Two California condors have been spending an awful lot of time in a cavity in the western part of Zion National Park, leading scientists to believe they are raising a condor hatchling there. This is the first hatching of a condor chick in Utah since the reintroduction of the species to the wild in 1996.

The Peregrine Fund (TPF) began its reintroduction program almost 10 years after California condors became extinct in the wild in 1987. Beginning with just six birds, the program now has successfully released 72 birds from captivity into northern Arizona. Twenty-two condors have hatched near the release location, but this is the first hatchling within the Utah border as a result of the program. For four years, TPF has been hopeful that condors would make their way back into Utah, their “historical habitat,” according to wildlife biologist Keith Day, who works for the Utah Division of Wildlife Resources.
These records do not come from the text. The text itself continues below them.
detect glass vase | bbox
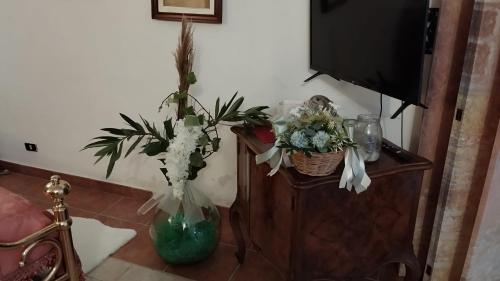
[354,114,383,162]
[150,185,220,265]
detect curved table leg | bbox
[403,251,421,281]
[229,199,246,264]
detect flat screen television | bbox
[310,0,429,105]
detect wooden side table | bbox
[230,127,432,281]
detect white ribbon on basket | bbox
[339,120,371,194]
[255,117,286,177]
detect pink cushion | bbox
[0,187,52,276]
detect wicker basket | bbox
[290,151,344,177]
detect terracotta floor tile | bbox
[164,244,240,281]
[67,186,123,213]
[113,229,166,270]
[94,215,149,232]
[231,249,285,281]
[68,206,97,219]
[97,197,154,224]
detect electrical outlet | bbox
[24,142,38,152]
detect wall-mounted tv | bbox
[310,0,429,108]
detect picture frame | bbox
[151,0,222,24]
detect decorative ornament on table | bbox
[256,95,370,193]
[84,19,268,264]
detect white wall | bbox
[0,0,420,206]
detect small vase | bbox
[150,185,220,265]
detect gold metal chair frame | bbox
[0,176,80,281]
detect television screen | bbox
[310,0,428,105]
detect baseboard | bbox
[0,160,152,199]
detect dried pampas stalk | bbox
[174,17,194,119]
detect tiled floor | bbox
[0,173,282,281]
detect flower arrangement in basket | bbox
[278,102,356,176]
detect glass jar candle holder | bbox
[354,114,383,162]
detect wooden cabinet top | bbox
[231,126,432,189]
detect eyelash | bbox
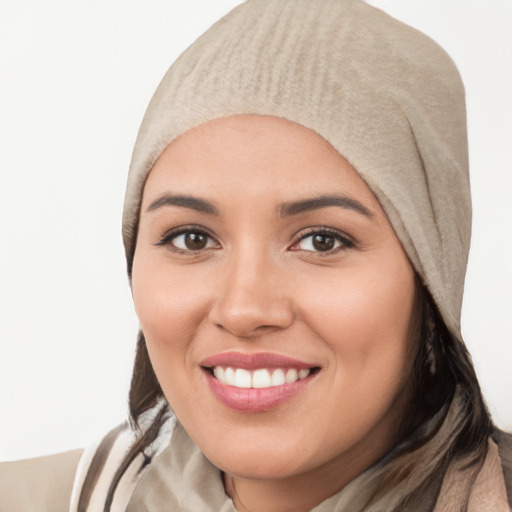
[290,227,356,256]
[155,226,218,255]
[155,226,355,256]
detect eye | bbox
[157,228,219,252]
[291,230,354,252]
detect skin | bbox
[132,116,420,512]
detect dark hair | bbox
[101,277,493,512]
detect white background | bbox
[0,0,512,459]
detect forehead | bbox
[144,115,378,210]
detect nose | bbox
[209,250,293,338]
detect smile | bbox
[213,366,311,389]
[200,352,320,413]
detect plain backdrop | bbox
[0,0,512,459]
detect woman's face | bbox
[132,116,414,479]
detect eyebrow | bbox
[279,195,373,219]
[147,194,220,216]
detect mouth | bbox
[200,352,320,412]
[205,366,318,389]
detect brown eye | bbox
[183,233,208,251]
[163,230,217,252]
[311,235,336,251]
[292,231,354,252]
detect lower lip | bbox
[204,371,316,412]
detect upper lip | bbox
[200,351,317,370]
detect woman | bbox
[1,0,511,511]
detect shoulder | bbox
[0,450,82,512]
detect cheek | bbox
[132,253,208,369]
[296,260,414,393]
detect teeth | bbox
[286,368,299,384]
[252,370,272,388]
[272,369,286,386]
[235,368,251,388]
[213,366,311,389]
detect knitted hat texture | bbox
[123,0,471,339]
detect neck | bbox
[224,386,410,512]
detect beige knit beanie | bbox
[123,0,471,339]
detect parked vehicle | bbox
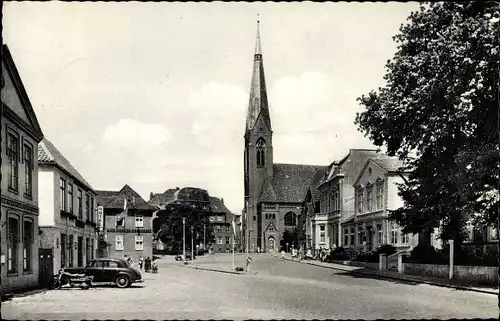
[49,269,94,290]
[175,252,193,261]
[65,258,143,288]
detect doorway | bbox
[267,236,276,252]
[38,249,54,286]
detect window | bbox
[59,178,66,211]
[401,233,408,244]
[7,134,19,191]
[61,234,67,268]
[464,221,474,242]
[256,138,266,167]
[68,183,73,214]
[391,223,398,244]
[135,235,144,251]
[76,189,83,219]
[377,224,384,244]
[85,237,92,264]
[135,214,144,227]
[68,235,75,267]
[85,194,92,221]
[115,235,124,251]
[7,217,19,273]
[285,212,297,226]
[488,226,498,242]
[377,181,384,209]
[357,187,363,213]
[319,224,326,243]
[23,221,34,271]
[366,186,373,212]
[24,144,34,197]
[115,215,125,228]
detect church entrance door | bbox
[267,236,276,252]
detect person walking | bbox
[139,256,144,271]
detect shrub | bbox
[353,252,379,263]
[404,244,448,264]
[377,244,396,256]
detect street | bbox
[2,254,498,319]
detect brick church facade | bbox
[243,23,325,252]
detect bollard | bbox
[378,254,387,271]
[398,254,404,274]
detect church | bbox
[243,22,326,252]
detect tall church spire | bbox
[246,20,271,133]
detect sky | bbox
[3,2,418,213]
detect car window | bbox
[89,261,104,268]
[106,261,118,268]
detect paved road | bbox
[2,254,498,319]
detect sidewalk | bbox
[179,254,252,275]
[274,254,498,295]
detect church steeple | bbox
[246,21,271,134]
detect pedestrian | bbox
[153,260,158,273]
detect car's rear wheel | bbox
[115,275,130,288]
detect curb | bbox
[274,256,498,295]
[181,265,247,275]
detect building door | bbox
[267,236,276,252]
[77,236,83,266]
[38,249,54,286]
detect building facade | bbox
[352,156,418,252]
[209,196,237,252]
[38,138,97,274]
[243,22,321,252]
[310,149,377,251]
[0,45,43,296]
[97,185,155,262]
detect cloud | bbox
[103,119,170,148]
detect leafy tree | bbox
[355,1,500,245]
[153,202,215,250]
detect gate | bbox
[38,249,54,286]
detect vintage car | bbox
[64,258,143,288]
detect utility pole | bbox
[182,217,186,261]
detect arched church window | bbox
[255,137,266,167]
[285,212,297,226]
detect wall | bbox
[38,165,56,226]
[403,263,498,285]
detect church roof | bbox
[260,164,325,203]
[96,184,154,210]
[246,22,272,132]
[38,138,93,191]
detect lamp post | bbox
[182,217,186,260]
[191,225,194,260]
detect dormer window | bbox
[255,137,266,167]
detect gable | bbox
[1,45,43,142]
[2,62,33,126]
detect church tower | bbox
[244,21,273,250]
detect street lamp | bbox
[182,217,186,260]
[191,225,194,260]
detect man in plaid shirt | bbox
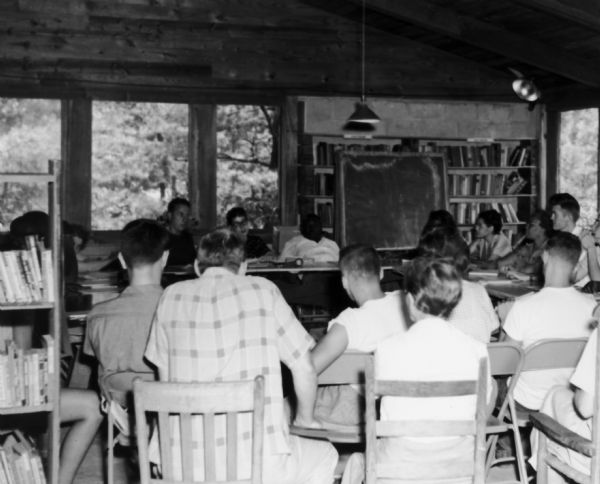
[145,230,337,484]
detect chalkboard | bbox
[335,152,447,248]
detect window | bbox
[0,98,60,230]
[558,109,598,226]
[217,105,278,228]
[92,101,188,230]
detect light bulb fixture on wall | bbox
[346,0,381,126]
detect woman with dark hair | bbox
[469,210,512,267]
[497,210,552,275]
[418,231,500,343]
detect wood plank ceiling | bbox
[0,0,600,106]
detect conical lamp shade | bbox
[348,101,381,124]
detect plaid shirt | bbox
[145,268,314,478]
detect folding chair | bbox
[529,331,600,484]
[133,376,265,484]
[366,359,487,484]
[100,371,154,484]
[486,343,527,484]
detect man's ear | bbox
[117,252,127,269]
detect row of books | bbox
[0,335,54,408]
[0,244,54,304]
[0,430,46,484]
[448,171,530,197]
[420,142,532,167]
[450,202,520,225]
[314,141,402,166]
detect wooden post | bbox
[279,97,298,225]
[60,99,92,229]
[188,104,217,230]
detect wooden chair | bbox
[100,371,154,484]
[486,343,527,484]
[133,376,265,484]
[366,359,487,484]
[529,331,600,484]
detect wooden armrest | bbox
[529,412,594,457]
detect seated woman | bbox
[469,210,511,267]
[418,231,500,343]
[497,210,552,275]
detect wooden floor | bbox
[69,435,516,484]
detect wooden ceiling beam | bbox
[352,0,600,87]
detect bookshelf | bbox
[0,161,64,484]
[298,135,402,233]
[417,139,540,243]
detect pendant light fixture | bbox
[346,0,381,126]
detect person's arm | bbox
[288,351,318,427]
[311,323,348,374]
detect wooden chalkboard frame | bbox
[335,152,448,249]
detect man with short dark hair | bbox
[145,229,337,484]
[167,197,196,266]
[83,219,169,380]
[503,232,596,410]
[225,207,271,259]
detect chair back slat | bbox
[375,380,477,398]
[487,342,524,376]
[179,413,194,481]
[134,376,265,484]
[521,338,587,371]
[227,412,237,481]
[158,412,174,479]
[319,351,371,385]
[375,420,475,437]
[366,358,487,484]
[204,413,217,481]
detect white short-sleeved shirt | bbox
[448,279,500,343]
[280,235,340,262]
[328,291,406,352]
[504,287,596,410]
[375,317,492,461]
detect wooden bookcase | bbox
[418,140,540,243]
[0,161,64,484]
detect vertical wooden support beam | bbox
[188,104,217,230]
[279,97,300,225]
[541,109,560,207]
[60,99,92,229]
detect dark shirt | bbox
[167,231,196,266]
[244,234,269,259]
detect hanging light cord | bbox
[360,0,366,103]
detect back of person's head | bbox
[300,213,323,242]
[340,244,381,281]
[405,257,462,319]
[546,232,581,267]
[121,218,169,269]
[421,210,458,237]
[225,207,248,225]
[198,229,245,272]
[477,209,502,234]
[167,197,192,213]
[548,193,580,222]
[417,229,469,277]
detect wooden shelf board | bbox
[0,302,55,311]
[0,403,54,415]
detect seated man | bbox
[503,232,595,410]
[83,219,169,436]
[312,245,406,425]
[342,257,492,484]
[225,207,271,259]
[280,213,340,262]
[531,322,598,484]
[167,198,196,266]
[145,230,337,484]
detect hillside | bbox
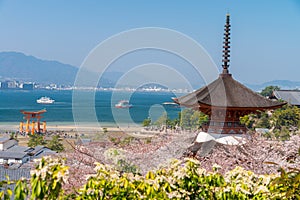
[0,52,77,85]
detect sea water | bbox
[0,90,183,123]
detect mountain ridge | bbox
[0,51,300,91]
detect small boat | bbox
[36,97,55,104]
[162,102,179,107]
[115,100,132,108]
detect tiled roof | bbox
[0,151,28,159]
[0,166,30,181]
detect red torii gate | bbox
[20,109,47,134]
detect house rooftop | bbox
[0,151,27,159]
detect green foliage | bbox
[28,134,47,147]
[271,105,300,130]
[46,135,65,152]
[260,85,280,97]
[240,114,256,129]
[180,109,208,129]
[102,127,108,133]
[142,118,151,127]
[30,157,68,200]
[28,134,65,152]
[154,112,168,126]
[0,177,13,200]
[0,157,300,200]
[269,165,300,199]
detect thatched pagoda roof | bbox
[173,74,286,110]
[173,14,286,111]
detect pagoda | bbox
[173,14,286,134]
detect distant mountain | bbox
[0,52,78,85]
[245,80,300,91]
[0,52,300,91]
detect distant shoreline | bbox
[0,122,142,132]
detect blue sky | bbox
[0,0,300,84]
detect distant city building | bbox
[0,137,56,165]
[21,83,34,90]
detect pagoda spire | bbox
[222,13,230,74]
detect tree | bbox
[46,135,65,152]
[28,134,47,147]
[142,118,151,127]
[180,109,208,129]
[271,105,300,130]
[260,85,280,97]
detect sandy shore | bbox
[0,122,142,132]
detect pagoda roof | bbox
[173,14,286,111]
[173,74,286,110]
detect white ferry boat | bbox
[115,100,132,108]
[36,97,55,104]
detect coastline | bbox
[0,122,142,133]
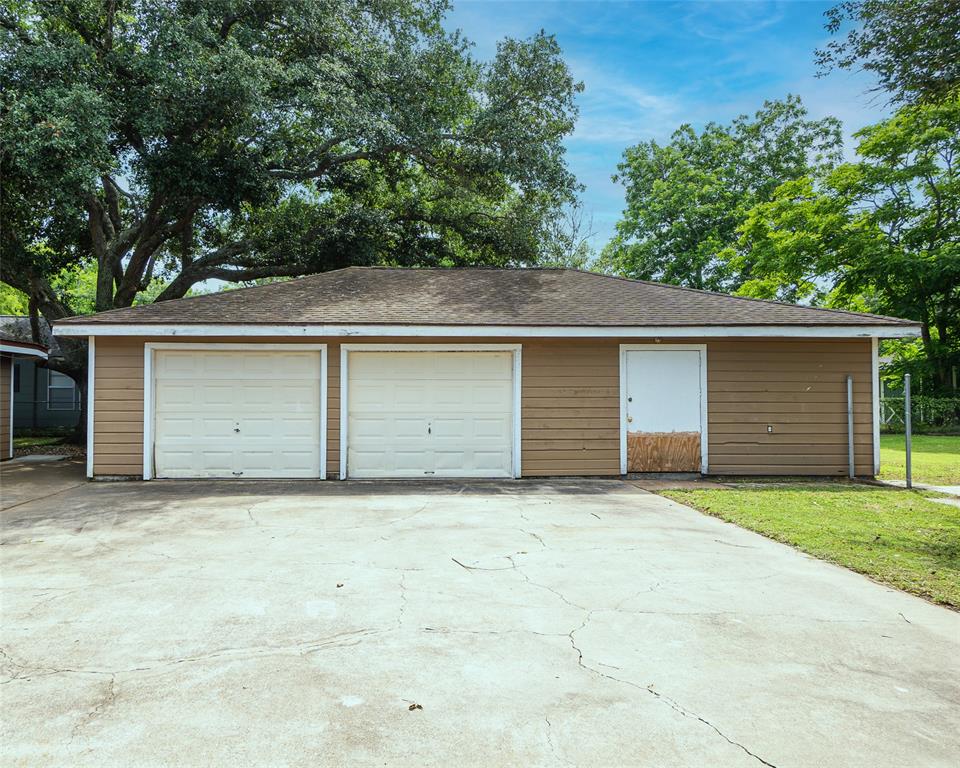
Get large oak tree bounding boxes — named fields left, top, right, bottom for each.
left=0, top=0, right=580, bottom=376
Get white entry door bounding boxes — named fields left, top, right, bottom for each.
left=154, top=349, right=322, bottom=478
left=623, top=345, right=707, bottom=472
left=346, top=351, right=513, bottom=478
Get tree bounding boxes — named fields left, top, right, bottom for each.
left=816, top=0, right=960, bottom=103
left=0, top=0, right=580, bottom=340
left=740, top=96, right=960, bottom=389
left=601, top=96, right=841, bottom=291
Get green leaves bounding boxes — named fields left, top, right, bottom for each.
left=740, top=98, right=960, bottom=388
left=817, top=0, right=960, bottom=104
left=0, top=0, right=580, bottom=316
left=602, top=97, right=841, bottom=291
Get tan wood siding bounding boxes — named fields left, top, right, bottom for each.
left=520, top=339, right=620, bottom=477
left=93, top=336, right=144, bottom=476
left=0, top=355, right=13, bottom=461
left=707, top=339, right=873, bottom=475
left=94, top=337, right=873, bottom=477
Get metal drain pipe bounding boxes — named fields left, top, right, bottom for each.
left=847, top=376, right=856, bottom=480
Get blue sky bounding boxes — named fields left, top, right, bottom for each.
left=447, top=0, right=887, bottom=248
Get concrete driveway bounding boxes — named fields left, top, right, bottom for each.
left=0, top=465, right=960, bottom=768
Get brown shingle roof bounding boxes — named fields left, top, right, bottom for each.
left=58, top=267, right=915, bottom=327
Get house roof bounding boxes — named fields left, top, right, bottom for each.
left=0, top=315, right=62, bottom=357
left=50, top=267, right=917, bottom=328
left=0, top=331, right=47, bottom=358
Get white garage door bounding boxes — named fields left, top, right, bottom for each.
left=347, top=352, right=513, bottom=477
left=154, top=350, right=321, bottom=478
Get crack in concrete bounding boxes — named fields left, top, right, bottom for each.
left=450, top=555, right=517, bottom=571
left=397, top=573, right=407, bottom=629
left=543, top=715, right=576, bottom=765
left=567, top=611, right=776, bottom=768
left=506, top=555, right=587, bottom=611
left=70, top=673, right=119, bottom=741
left=0, top=627, right=396, bottom=683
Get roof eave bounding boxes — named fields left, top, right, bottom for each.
left=53, top=322, right=920, bottom=339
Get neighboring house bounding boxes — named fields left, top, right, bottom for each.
left=0, top=315, right=81, bottom=430
left=55, top=268, right=919, bottom=478
left=0, top=333, right=47, bottom=461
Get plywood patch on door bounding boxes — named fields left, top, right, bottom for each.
left=627, top=432, right=700, bottom=472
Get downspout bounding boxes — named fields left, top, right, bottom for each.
left=847, top=376, right=856, bottom=480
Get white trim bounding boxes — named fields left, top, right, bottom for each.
left=870, top=339, right=880, bottom=475
left=87, top=336, right=97, bottom=478
left=143, top=341, right=327, bottom=480
left=340, top=343, right=523, bottom=480
left=620, top=344, right=710, bottom=475
left=0, top=342, right=47, bottom=360
left=54, top=323, right=920, bottom=339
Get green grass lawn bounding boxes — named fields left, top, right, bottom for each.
left=880, top=435, right=960, bottom=485
left=663, top=482, right=960, bottom=608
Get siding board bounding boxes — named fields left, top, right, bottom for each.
left=0, top=355, right=13, bottom=461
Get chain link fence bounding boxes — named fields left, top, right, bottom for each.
left=880, top=395, right=960, bottom=432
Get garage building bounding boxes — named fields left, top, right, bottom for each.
left=54, top=267, right=919, bottom=479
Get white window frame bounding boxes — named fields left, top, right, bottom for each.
left=143, top=341, right=328, bottom=480
left=340, top=344, right=523, bottom=480
left=47, top=368, right=77, bottom=411
left=620, top=344, right=710, bottom=475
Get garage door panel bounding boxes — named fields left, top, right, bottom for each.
left=347, top=351, right=513, bottom=477
left=154, top=350, right=321, bottom=477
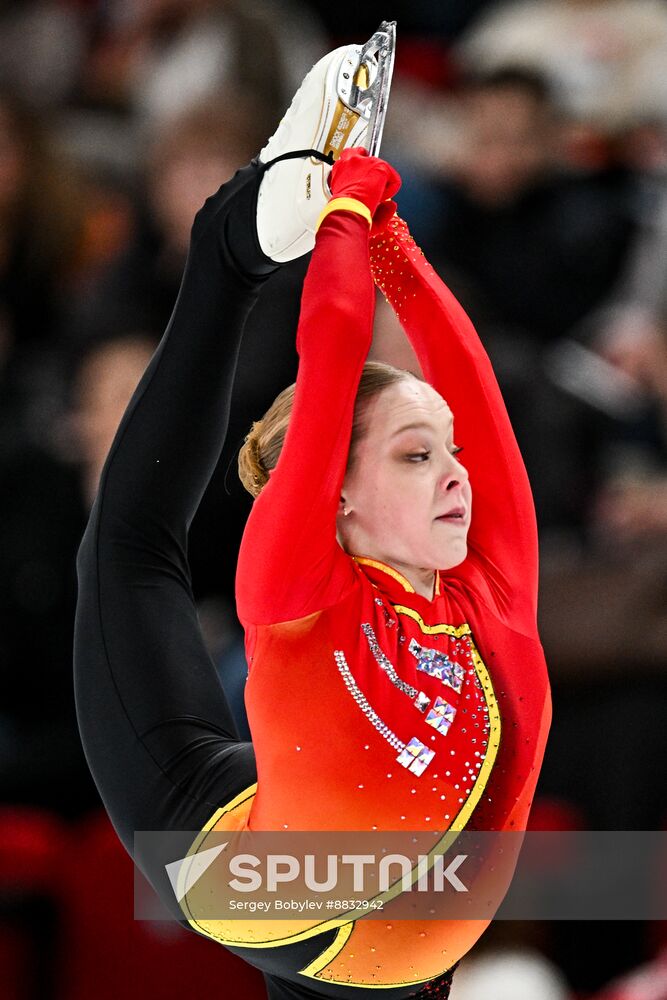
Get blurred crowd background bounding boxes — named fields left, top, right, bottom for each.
left=0, top=0, right=667, bottom=1000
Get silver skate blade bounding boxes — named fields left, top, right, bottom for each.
left=349, top=21, right=396, bottom=156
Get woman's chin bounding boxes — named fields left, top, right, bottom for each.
left=438, top=538, right=468, bottom=570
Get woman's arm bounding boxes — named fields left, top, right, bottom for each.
left=236, top=150, right=399, bottom=625
left=371, top=219, right=537, bottom=633
left=236, top=212, right=375, bottom=624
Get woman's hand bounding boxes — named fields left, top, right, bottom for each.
left=329, top=147, right=401, bottom=233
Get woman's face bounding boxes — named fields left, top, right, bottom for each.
left=338, top=378, right=472, bottom=582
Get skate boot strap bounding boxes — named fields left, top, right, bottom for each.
left=256, top=149, right=334, bottom=170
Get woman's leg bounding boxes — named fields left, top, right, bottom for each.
left=74, top=164, right=276, bottom=916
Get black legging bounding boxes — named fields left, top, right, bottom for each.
left=74, top=164, right=460, bottom=1000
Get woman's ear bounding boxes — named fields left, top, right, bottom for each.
left=338, top=494, right=350, bottom=517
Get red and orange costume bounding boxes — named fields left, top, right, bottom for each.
left=183, top=205, right=550, bottom=988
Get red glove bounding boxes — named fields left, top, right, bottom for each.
left=329, top=147, right=401, bottom=232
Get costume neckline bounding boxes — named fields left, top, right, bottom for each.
left=352, top=556, right=441, bottom=601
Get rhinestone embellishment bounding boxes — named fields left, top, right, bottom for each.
left=334, top=649, right=405, bottom=750
left=413, top=691, right=431, bottom=712
left=396, top=736, right=435, bottom=777
left=334, top=649, right=435, bottom=777
left=425, top=696, right=456, bottom=735
left=408, top=639, right=464, bottom=694
left=361, top=622, right=423, bottom=711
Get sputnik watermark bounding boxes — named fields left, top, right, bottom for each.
left=165, top=843, right=468, bottom=909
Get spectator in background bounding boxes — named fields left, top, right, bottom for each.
left=595, top=312, right=667, bottom=555
left=0, top=90, right=84, bottom=454
left=392, top=68, right=634, bottom=548
left=73, top=92, right=260, bottom=342
left=418, top=68, right=632, bottom=349
left=0, top=336, right=155, bottom=816
left=458, top=0, right=667, bottom=133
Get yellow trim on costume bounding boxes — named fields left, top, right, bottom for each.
left=301, top=616, right=501, bottom=990
left=179, top=608, right=501, bottom=989
left=176, top=782, right=257, bottom=916
left=315, top=198, right=373, bottom=232
left=392, top=604, right=471, bottom=639
left=352, top=556, right=415, bottom=594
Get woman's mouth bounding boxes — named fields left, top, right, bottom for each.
left=436, top=507, right=466, bottom=523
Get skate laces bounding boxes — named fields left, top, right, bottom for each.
left=257, top=149, right=334, bottom=171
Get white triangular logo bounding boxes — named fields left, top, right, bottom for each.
left=164, top=841, right=229, bottom=903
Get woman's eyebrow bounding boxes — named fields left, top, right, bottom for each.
left=391, top=418, right=452, bottom=437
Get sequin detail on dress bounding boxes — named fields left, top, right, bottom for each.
left=334, top=649, right=435, bottom=776
left=408, top=639, right=464, bottom=694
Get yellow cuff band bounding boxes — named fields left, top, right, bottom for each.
left=315, top=198, right=373, bottom=232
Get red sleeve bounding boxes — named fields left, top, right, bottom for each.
left=236, top=211, right=375, bottom=625
left=371, top=219, right=537, bottom=634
No one has seen the baby condor, but Eddie Fletes, project manager of the TPF Condor Project, says there would be no other reason for the adult condors to continue to visit the cavity in Zion National Park. But don’t expect to see the little one anytime soon, visual confirmation could take up to six months, Chris Parish, TPF's condor project supervisor of TPF, has said. That’s when the hatchling should be old enough to fledge out of the cavity far enough for anyone to see it.

Despite being named the California condor, these birds historically are native to the entire western part of North America, including Utah. Condors are part of the vulture family and have a wingspan of up to 9 1/2, feet making it the largest land bird in North America. These giant wings can help them travel 150 miles a day and up to 15,000 feet.

Currently, there are just over 400 California condors living today, both in captivity and in the wild. Scientists with TPF are hopeful that with these birds nesting away from their release site that they soon will be thriving in the wild on their own, the main goal of the California Condor Restoration Program.